Estimé à 20 millions par an «sans les frais médicaux ni administratifs», le coût de la mise en oeuvre de ce texte «va exploser» à l’instar de la gratuité des transports publics, dont le coût est passé de 32 à 53 millions. «Cette initiative va créer une nouvelle charge contrainte et non maîtrisée pour l’Etat, dans un contexte budgétaire déficitaire», a-t-il déploré.

Santé publique

Constatant une hausse inquiétante des infections sexuellement transmissibles (IST) en Suisse, le PLR prône l’utilisation du préservatif, qui permet aussi de lutter contre les grossesses non désirées. Il préconise aussi de mettre l’accent sur la prévention dans le milieu scolaire par rapport aux risques de rapports non protégés, a détaillé M. Couniniotis.

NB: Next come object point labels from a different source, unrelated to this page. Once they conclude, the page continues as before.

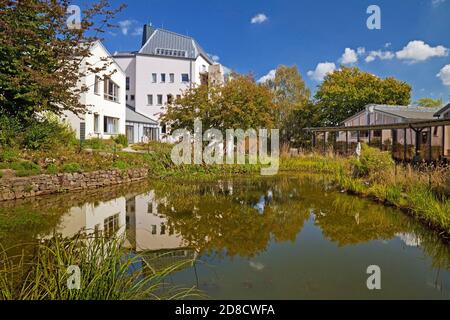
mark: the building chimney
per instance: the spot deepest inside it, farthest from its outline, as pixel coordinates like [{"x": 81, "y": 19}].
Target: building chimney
[{"x": 148, "y": 31}]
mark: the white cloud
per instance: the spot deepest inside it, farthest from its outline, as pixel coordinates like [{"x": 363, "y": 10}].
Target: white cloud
[
  {"x": 214, "y": 57},
  {"x": 349, "y": 56},
  {"x": 259, "y": 18},
  {"x": 437, "y": 3},
  {"x": 322, "y": 69},
  {"x": 382, "y": 55},
  {"x": 268, "y": 76},
  {"x": 125, "y": 26},
  {"x": 444, "y": 75},
  {"x": 137, "y": 32},
  {"x": 130, "y": 27},
  {"x": 418, "y": 50}
]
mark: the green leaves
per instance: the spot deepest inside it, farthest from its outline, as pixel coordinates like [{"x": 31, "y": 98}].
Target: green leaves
[{"x": 347, "y": 91}]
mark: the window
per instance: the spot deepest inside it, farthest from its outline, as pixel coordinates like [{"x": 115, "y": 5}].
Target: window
[
  {"x": 111, "y": 125},
  {"x": 96, "y": 84},
  {"x": 96, "y": 123},
  {"x": 111, "y": 225},
  {"x": 170, "y": 52},
  {"x": 111, "y": 90},
  {"x": 150, "y": 207},
  {"x": 436, "y": 131}
]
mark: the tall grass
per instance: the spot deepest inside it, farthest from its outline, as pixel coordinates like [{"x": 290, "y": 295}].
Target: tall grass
[
  {"x": 423, "y": 191},
  {"x": 107, "y": 272}
]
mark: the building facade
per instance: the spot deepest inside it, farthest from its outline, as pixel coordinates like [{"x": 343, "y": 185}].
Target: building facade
[
  {"x": 166, "y": 65},
  {"x": 104, "y": 100},
  {"x": 387, "y": 114}
]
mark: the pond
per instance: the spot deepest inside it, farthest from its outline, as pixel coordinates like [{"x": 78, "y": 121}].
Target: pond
[{"x": 286, "y": 237}]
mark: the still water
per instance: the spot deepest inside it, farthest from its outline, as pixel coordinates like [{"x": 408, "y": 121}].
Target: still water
[{"x": 289, "y": 237}]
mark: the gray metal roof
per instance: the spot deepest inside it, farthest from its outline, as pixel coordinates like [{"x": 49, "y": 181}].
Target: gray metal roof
[
  {"x": 442, "y": 110},
  {"x": 164, "y": 39},
  {"x": 133, "y": 116},
  {"x": 408, "y": 112}
]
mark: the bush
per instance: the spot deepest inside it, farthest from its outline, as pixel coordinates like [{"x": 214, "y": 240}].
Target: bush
[
  {"x": 9, "y": 129},
  {"x": 9, "y": 155},
  {"x": 52, "y": 169},
  {"x": 122, "y": 165},
  {"x": 371, "y": 161},
  {"x": 47, "y": 133},
  {"x": 25, "y": 168},
  {"x": 121, "y": 139},
  {"x": 71, "y": 168}
]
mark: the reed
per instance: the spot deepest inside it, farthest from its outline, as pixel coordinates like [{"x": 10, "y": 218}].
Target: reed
[{"x": 108, "y": 271}]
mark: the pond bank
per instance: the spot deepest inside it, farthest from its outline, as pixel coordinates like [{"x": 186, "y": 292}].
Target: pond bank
[{"x": 26, "y": 187}]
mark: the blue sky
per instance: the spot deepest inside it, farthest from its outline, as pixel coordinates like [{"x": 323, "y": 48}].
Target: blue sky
[{"x": 412, "y": 44}]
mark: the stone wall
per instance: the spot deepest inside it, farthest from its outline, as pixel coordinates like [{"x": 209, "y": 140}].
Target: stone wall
[{"x": 19, "y": 188}]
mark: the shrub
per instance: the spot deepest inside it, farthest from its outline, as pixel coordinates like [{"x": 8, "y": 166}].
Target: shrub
[
  {"x": 52, "y": 169},
  {"x": 71, "y": 167},
  {"x": 47, "y": 133},
  {"x": 10, "y": 127},
  {"x": 9, "y": 155},
  {"x": 371, "y": 161},
  {"x": 122, "y": 165},
  {"x": 121, "y": 139}
]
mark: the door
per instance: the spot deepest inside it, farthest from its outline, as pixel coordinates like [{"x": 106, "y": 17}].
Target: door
[{"x": 130, "y": 134}]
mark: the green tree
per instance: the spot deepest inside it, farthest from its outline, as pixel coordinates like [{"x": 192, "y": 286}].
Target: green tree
[
  {"x": 41, "y": 54},
  {"x": 348, "y": 90},
  {"x": 430, "y": 102},
  {"x": 291, "y": 95},
  {"x": 239, "y": 103}
]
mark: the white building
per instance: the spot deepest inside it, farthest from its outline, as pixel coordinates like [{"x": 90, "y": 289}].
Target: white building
[
  {"x": 166, "y": 65},
  {"x": 105, "y": 99}
]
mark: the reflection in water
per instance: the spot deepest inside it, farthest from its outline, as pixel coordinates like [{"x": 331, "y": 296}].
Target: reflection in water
[{"x": 292, "y": 235}]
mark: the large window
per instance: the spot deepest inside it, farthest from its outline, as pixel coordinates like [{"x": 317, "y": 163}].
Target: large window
[
  {"x": 96, "y": 85},
  {"x": 111, "y": 90},
  {"x": 111, "y": 226},
  {"x": 96, "y": 123},
  {"x": 111, "y": 125}
]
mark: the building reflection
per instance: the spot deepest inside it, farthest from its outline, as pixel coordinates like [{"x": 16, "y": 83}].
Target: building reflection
[{"x": 137, "y": 219}]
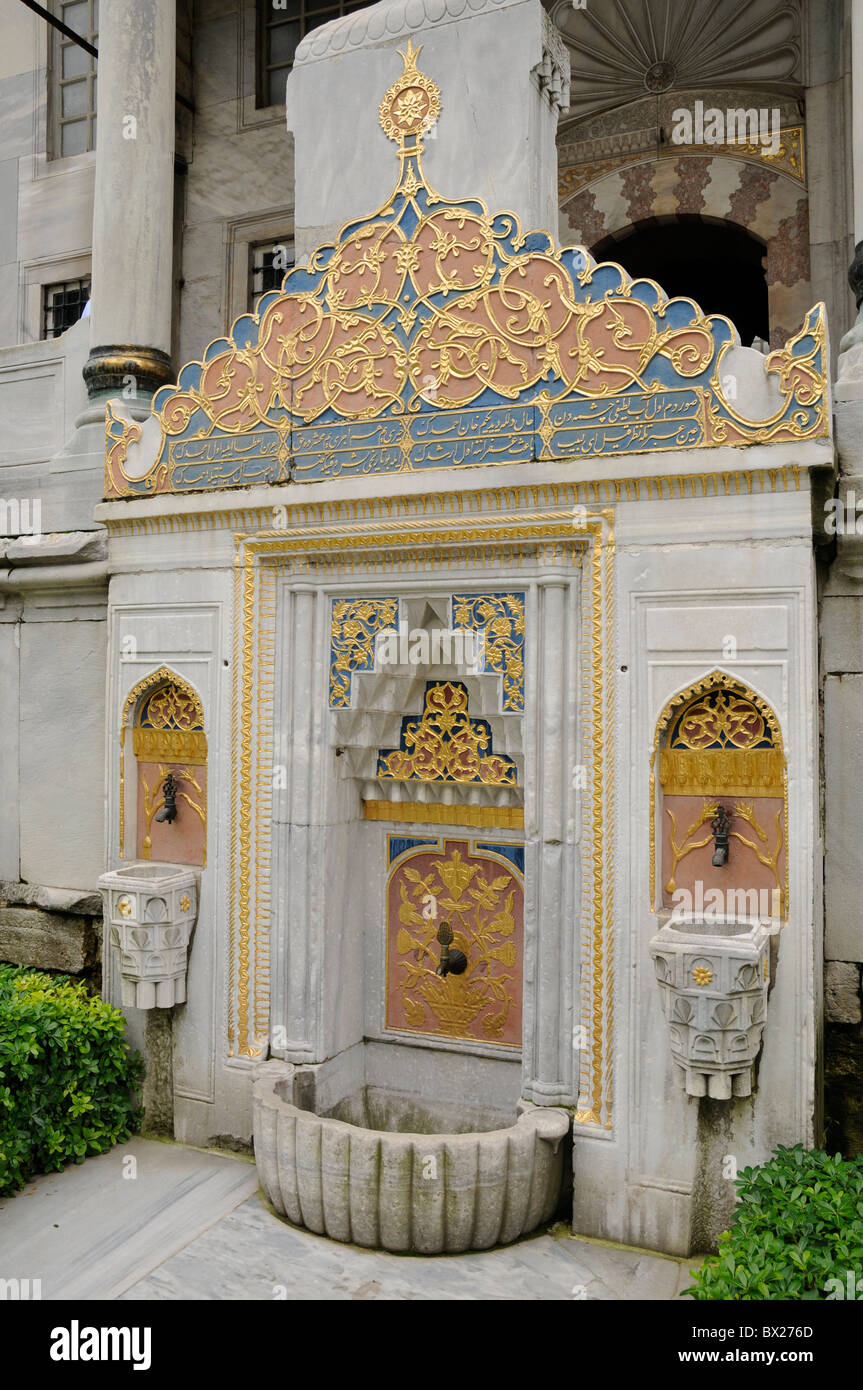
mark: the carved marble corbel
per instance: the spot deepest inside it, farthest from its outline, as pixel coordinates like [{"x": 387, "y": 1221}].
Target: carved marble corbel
[
  {"x": 149, "y": 915},
  {"x": 713, "y": 979}
]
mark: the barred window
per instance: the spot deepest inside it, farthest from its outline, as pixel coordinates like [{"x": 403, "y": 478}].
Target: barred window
[
  {"x": 281, "y": 24},
  {"x": 268, "y": 263},
  {"x": 74, "y": 78},
  {"x": 63, "y": 306}
]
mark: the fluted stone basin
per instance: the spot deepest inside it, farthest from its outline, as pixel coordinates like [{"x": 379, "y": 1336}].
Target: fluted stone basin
[{"x": 425, "y": 1193}]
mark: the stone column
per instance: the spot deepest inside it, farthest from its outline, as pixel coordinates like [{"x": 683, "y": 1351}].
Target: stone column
[
  {"x": 856, "y": 118},
  {"x": 551, "y": 897},
  {"x": 134, "y": 207}
]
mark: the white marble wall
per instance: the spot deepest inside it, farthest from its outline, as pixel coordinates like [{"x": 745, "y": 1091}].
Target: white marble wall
[{"x": 688, "y": 573}]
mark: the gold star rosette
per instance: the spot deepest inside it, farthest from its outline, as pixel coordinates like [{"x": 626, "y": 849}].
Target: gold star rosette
[{"x": 412, "y": 104}]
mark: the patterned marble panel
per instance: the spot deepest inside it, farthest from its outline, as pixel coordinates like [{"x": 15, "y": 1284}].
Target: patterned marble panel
[{"x": 481, "y": 894}]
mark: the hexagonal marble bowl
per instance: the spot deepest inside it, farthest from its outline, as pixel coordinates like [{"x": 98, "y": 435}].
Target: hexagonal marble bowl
[
  {"x": 713, "y": 976},
  {"x": 149, "y": 911}
]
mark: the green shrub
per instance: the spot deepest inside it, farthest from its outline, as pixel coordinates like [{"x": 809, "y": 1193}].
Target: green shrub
[
  {"x": 799, "y": 1222},
  {"x": 66, "y": 1075}
]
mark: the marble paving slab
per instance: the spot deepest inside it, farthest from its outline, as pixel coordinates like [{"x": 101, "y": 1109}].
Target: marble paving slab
[
  {"x": 253, "y": 1255},
  {"x": 91, "y": 1230},
  {"x": 191, "y": 1225}
]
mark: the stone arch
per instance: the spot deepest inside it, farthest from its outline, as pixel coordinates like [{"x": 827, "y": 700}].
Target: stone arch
[
  {"x": 164, "y": 676},
  {"x": 765, "y": 202}
]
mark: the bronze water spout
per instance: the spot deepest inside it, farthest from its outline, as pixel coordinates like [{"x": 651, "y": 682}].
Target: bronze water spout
[{"x": 452, "y": 961}]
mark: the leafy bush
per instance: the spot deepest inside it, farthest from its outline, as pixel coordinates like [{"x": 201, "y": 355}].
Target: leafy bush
[
  {"x": 799, "y": 1222},
  {"x": 66, "y": 1075}
]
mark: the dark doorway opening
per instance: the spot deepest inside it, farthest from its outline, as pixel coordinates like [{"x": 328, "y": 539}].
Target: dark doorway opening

«Le préservatif gratuit contre les IST relève de la santé publique, alors qu’une grossesse non désirée est un choix personnel», a déclaré Lea Di Benedetto, membre des JLR. Selon elle, le préservatif permet de sensibiliser les jeunes hommes en particulier.

Préservatifs gratuits

Sur proposition du PLR, la distribution de préservatifs par l’Etat figurait dans le contreprojet élaboré par la commission de la santé et rejeté en plénière, a expliqué le député Pascal Uehlinger. Le Conseil d’Etat a d’ailleurs récemment annoncé la mise à disposition gratuite de préservatifs dans les pharmacies, centres d’accueil sociaux et de santé associatifs ou encore communaux.

«Le contreprojet a été entièrement repris par le gouvernement et est en force», a salué M. Uehlinger. Et de préciser que le préservatif est utilisé comme moyen de contraception dans 42% des cas, contre 31% pour la pilule, 15% pour la vasectomie et 12% pour les implants intra-utérins. «La gratuité de la contraception ne répond pas au problème majeur de santé publique que sont les IST», a-t-il insisté.